J’étais bien embêté. Des histoires comme celle-ci, on en entend souvent quand on écoute les personnes en souffrance et bien sûr, cela fait penser aux dommages consécutifs à des abus qui ont blessé l’intégrité. Ces personnes, surtout des femmes – mais 85% des abus sexuels sont subis par des filles et des femmes – se caractérisent souvent volontiers elles-mêmes comme des « mendiantes de l’amour », juste capables de récupérer des miettes. Elle paye un prix très lourd pour être aimées. Elles acceptent des comportements qui blessent encore leur intégrité, ou alors, elles endurent le dégoût dont parlait mon amie, parce que cela vaut mieux que d’être seule. Hanna avait fait cela aussi, pendant 15 ans avec un compagnon qui l’avait quittée au motif qu’elle était « frigide ». Je raconte tous ces détails parce qu’elle m’y a invité avec une certaine colère dans la voix : elle était convaincue qu’elle n’était pas seule, que cela concernait beaucoup d’autres femmes.
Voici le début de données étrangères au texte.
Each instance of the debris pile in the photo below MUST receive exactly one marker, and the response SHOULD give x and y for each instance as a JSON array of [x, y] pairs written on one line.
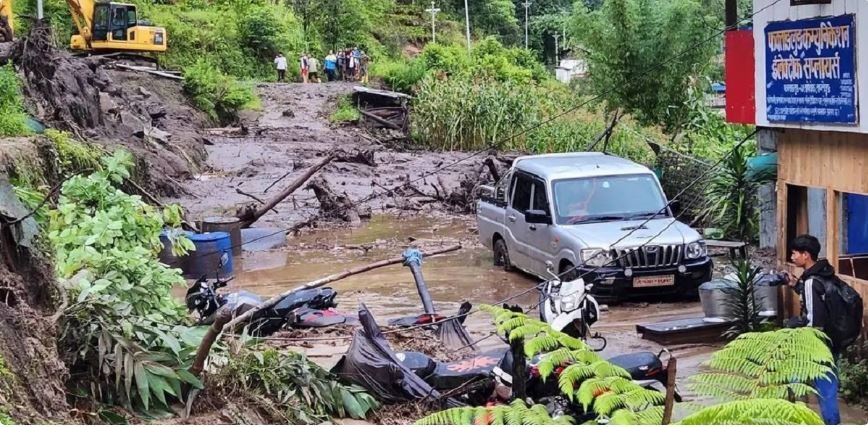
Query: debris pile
[[96, 102]]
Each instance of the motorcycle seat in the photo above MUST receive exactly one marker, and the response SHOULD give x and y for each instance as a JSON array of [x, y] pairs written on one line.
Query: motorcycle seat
[[419, 363], [642, 363]]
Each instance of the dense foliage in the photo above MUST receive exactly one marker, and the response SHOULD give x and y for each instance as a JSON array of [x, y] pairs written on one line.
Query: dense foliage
[[13, 120], [753, 376], [215, 93], [641, 55], [122, 326], [300, 390]]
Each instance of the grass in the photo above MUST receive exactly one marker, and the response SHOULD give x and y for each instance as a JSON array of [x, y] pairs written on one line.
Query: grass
[[346, 112]]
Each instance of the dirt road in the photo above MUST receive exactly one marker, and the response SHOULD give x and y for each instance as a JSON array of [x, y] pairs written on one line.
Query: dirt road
[[290, 134]]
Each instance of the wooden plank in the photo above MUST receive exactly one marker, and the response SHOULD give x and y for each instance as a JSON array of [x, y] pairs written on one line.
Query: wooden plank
[[725, 244]]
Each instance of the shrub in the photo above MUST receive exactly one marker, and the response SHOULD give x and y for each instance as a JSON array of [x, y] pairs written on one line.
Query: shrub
[[345, 112], [853, 370], [215, 93], [13, 119]]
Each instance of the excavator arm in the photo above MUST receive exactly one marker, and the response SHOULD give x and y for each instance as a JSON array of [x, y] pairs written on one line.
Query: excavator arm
[[82, 17]]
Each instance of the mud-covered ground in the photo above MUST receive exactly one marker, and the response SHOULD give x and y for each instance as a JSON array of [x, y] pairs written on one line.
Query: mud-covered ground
[[289, 134]]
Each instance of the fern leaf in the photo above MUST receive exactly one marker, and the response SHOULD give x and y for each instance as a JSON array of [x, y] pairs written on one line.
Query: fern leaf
[[754, 411], [540, 344], [523, 331], [452, 416], [507, 326]]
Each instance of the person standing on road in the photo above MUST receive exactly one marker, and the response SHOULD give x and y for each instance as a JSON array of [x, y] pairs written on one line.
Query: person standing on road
[[351, 66], [357, 58], [280, 65], [303, 65], [818, 276], [330, 65], [363, 67], [313, 69]]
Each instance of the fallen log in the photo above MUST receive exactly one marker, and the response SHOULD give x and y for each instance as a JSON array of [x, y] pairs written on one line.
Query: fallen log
[[249, 216], [326, 280], [332, 204], [379, 120], [221, 325]]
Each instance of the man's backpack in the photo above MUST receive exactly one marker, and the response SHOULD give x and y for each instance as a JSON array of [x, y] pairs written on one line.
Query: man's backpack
[[844, 308]]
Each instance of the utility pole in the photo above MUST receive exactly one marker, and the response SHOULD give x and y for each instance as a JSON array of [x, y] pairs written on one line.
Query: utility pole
[[433, 11], [557, 54], [526, 6], [467, 22]]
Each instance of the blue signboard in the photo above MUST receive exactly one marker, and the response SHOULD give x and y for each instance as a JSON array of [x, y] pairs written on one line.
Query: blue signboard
[[811, 71]]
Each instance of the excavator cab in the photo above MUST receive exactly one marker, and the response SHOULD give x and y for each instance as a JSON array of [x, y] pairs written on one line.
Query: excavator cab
[[116, 28]]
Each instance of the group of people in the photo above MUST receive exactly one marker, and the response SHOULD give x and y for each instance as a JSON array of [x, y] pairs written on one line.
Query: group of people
[[346, 65]]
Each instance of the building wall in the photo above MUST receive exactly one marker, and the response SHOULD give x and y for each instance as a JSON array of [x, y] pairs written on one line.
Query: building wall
[[829, 162], [781, 10]]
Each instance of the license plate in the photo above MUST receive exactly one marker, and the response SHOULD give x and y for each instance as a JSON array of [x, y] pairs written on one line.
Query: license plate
[[652, 281]]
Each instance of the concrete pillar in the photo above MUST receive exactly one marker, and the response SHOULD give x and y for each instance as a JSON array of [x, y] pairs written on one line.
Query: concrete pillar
[[767, 143]]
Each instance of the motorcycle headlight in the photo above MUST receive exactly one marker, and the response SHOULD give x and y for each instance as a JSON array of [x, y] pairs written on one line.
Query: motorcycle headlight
[[596, 257], [695, 250], [569, 302]]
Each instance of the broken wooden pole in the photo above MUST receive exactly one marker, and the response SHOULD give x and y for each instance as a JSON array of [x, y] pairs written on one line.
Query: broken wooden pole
[[326, 280], [222, 325], [223, 316], [669, 403], [247, 217]]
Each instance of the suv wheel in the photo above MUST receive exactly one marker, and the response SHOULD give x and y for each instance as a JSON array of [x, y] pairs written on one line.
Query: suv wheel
[[501, 255]]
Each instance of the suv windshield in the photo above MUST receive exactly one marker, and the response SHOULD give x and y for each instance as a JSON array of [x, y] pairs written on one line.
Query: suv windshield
[[607, 198]]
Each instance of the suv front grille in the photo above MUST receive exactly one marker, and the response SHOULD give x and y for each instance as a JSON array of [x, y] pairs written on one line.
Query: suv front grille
[[649, 256]]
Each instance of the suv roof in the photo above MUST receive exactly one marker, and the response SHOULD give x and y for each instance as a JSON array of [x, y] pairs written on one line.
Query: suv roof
[[577, 165]]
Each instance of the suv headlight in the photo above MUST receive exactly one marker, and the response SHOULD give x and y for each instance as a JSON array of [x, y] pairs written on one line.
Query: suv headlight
[[569, 302], [695, 250], [596, 257]]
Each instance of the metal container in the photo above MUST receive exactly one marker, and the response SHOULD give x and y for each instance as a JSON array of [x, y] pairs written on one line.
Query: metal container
[[766, 294], [714, 296], [212, 251], [230, 225]]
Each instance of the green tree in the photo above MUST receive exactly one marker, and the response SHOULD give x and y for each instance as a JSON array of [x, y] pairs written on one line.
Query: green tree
[[642, 54]]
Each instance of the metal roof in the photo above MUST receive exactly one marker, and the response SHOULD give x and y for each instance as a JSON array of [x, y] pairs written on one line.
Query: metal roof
[[577, 165]]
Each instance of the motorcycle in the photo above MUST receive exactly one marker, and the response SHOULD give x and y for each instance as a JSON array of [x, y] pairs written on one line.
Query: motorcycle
[[300, 309], [569, 306]]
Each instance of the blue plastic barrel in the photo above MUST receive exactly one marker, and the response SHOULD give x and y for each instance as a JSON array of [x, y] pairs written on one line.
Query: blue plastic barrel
[[166, 256], [211, 248]]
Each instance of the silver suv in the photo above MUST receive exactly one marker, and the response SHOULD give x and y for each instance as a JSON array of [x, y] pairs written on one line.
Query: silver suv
[[593, 216]]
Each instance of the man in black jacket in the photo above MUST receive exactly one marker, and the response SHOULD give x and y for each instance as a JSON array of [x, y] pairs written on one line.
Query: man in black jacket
[[811, 288]]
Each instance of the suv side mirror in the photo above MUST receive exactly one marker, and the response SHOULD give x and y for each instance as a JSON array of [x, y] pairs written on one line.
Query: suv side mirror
[[537, 217]]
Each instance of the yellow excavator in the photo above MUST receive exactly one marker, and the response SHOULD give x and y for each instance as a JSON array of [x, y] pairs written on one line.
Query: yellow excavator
[[106, 27], [7, 24]]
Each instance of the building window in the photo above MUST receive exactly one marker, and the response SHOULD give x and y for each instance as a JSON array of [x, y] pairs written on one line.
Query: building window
[[853, 223], [806, 214]]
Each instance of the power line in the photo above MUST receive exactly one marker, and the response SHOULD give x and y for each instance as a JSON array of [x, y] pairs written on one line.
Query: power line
[[551, 119]]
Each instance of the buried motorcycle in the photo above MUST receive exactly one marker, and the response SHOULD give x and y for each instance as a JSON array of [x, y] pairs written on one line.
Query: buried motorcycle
[[301, 309], [570, 308]]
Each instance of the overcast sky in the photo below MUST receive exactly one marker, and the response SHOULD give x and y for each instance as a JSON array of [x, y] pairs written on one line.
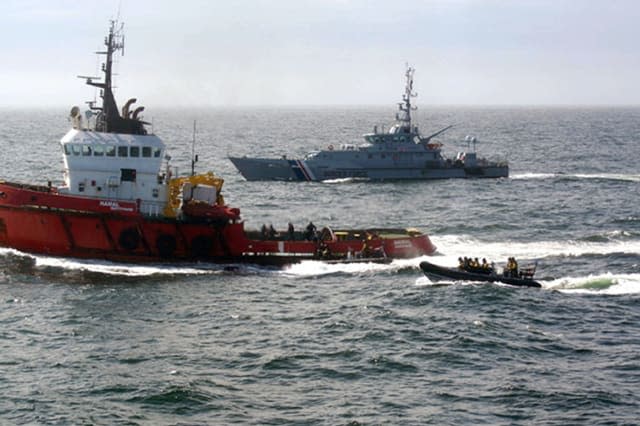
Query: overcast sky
[[326, 52]]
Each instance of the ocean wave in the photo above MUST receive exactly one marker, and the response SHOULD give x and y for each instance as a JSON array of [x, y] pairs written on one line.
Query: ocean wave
[[632, 177]]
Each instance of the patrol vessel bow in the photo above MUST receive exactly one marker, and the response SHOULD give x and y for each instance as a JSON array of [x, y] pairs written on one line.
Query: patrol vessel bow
[[399, 153], [122, 200]]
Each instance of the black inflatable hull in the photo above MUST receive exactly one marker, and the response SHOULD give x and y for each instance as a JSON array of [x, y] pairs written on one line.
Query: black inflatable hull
[[440, 272]]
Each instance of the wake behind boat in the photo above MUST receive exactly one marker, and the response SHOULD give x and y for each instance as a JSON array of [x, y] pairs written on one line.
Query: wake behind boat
[[399, 153], [522, 279]]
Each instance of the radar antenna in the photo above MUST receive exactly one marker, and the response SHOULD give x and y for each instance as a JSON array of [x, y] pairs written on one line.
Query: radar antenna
[[405, 106], [108, 118]]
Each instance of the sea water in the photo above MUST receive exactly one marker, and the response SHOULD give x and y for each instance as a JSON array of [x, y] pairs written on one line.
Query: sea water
[[95, 342]]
Il fallait que cela se sache, que l’on mette des mots sur cette souffrance consécutive, très certainement, à des abus. « Mais alors on fait quoi ? », m’a-t-elle encore demandé.

Je ne sais pas.

Il y a d’excellent(e)s thérapeutes qui peuvent aider à sortir de cet enfer, mais elle ne me demandait pas d’ouvrir mon carnet d’adresses. C’eut été l’envoyer promener...
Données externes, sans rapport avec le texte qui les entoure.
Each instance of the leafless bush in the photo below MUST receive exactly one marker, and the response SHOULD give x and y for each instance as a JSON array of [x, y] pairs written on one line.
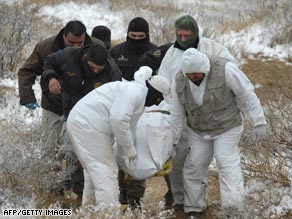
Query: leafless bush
[[16, 30], [25, 168]]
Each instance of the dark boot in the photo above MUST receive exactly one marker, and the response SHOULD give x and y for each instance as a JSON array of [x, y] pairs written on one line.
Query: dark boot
[[194, 215], [168, 198], [134, 203], [123, 188]]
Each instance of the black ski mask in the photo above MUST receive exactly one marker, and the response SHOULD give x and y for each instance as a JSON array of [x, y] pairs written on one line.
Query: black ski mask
[[154, 97]]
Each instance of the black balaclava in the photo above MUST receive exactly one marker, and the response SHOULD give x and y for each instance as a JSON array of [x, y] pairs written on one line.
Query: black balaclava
[[138, 24], [97, 54], [102, 33], [187, 22], [152, 96]]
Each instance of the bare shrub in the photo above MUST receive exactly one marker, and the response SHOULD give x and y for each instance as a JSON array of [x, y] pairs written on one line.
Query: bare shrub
[[16, 30]]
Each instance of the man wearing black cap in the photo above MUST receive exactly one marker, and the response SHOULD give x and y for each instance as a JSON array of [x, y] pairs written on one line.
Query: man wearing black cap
[[75, 72], [102, 33], [73, 34], [128, 53]]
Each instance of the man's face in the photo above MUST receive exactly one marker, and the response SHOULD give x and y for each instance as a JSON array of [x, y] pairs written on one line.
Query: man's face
[[196, 76], [72, 40], [94, 67], [183, 35], [136, 35]]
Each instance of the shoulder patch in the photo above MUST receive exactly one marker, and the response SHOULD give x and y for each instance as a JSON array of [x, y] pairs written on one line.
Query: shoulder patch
[[157, 53], [97, 84], [71, 74]]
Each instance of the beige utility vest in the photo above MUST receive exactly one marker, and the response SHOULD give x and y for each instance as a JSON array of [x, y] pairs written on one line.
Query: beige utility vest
[[219, 111]]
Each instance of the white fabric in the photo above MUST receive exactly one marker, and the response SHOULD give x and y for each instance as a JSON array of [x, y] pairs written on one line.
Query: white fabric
[[111, 110], [194, 61], [260, 132], [241, 86], [162, 85], [227, 155], [171, 63], [143, 74], [170, 66], [224, 146], [177, 165], [154, 145]]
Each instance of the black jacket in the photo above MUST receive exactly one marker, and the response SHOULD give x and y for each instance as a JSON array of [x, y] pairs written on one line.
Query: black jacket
[[33, 67], [67, 66], [153, 58]]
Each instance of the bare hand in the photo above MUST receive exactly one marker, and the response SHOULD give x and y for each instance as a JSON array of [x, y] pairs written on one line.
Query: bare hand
[[55, 86]]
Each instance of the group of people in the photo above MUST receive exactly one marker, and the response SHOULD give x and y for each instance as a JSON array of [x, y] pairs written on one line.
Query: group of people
[[93, 95]]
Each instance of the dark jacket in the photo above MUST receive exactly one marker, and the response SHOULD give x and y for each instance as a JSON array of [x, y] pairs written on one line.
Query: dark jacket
[[67, 66], [153, 58], [126, 55], [33, 67]]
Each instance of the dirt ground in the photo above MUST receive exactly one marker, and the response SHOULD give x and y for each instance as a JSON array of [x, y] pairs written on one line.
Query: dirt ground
[[269, 78]]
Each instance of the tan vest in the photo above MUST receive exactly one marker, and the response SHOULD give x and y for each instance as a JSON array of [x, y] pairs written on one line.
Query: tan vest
[[219, 111]]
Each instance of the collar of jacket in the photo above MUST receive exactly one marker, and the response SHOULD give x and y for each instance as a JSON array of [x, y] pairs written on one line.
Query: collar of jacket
[[176, 45]]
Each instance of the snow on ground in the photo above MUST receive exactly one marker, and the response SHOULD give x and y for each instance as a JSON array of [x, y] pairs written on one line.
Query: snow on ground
[[252, 40], [90, 15]]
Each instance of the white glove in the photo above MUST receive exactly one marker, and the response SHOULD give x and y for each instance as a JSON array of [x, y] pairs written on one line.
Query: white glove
[[260, 132], [132, 154], [127, 152], [173, 153]]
Pour ma part, au cœur de l’accompagnement psycho-spirituel que je propose, il y a cette conviction qu’il y a, tout au fond de la blessure, une part toujours intacte, inaltérable, inviolée, et que c’est en elle qu’il faut mettre sa confiance. Dès lors, ce ne sont pas tellement « les problèmes », les symptômes, qui m’intéressent mais ce qui va bien, où la vie coule. Pour Hanna, c’était facile encore à identifier : la nature, son jardin, les animaux. Curieusement, elle avait fait une expérience désagréable récemment sur ce plan là : un chien qu’elle nourrissait l’avait mordue et il avait fallu l’euthanasier, ce qui lui avait fendu le cœur. Nous avons discuté un moment du fait que parfois, il faut que cela aille plus mal pour que cela aille mieux. J’avais, à une certaine époque, une thérapeute qui, une fois qu’on lui avait exposé notre problématique, s’intéressait à ce qui allait bien dans notre vie pour le démolir. C’est-à-dire pour faire ressortir ce qu’il y a de compensatoire dans nos mécanismes d’adaptation. C’était dur, presque violent comme approche thérapeutique – pas du tout mon style – mais il fallait démanteler les mécanismes compensatoires pour que la blessure ressorte en pleine lumière. Hanna comprenait cela très bien, avait exploré ce point à fond pendant ses années d’analyse : quand on a été blessé(e), on développe des stratégies d’adaptation pour survivre. Cependant ces stratégies sont compensatoires, c’est-à-dire qu’elles ne règlent rien – elles répondent simplement au déséquilibre induit par la blessure. En fait, elles maintiennent le couvercle sur la blessure. On paraît très fort(e), en contrôle de la situation. Cela cache la blessure et l’empêche de respirer. Hanna a rigolé sur le fait que sa principale stratégie d’adaptation avait été d’être une étudiante brillante, qu’on admirait. Elle avait décidé d’en sortir quand elle avait choisi de venir s’enterrer dans un trou en province. A l’époque, cela allait avec le projet de vivre près de sa mère avec son compagnon, qui venait de la même région, et là, cela avait été le huis-clos avec le-dit compagnon. La blessure était ressortie, brûlante.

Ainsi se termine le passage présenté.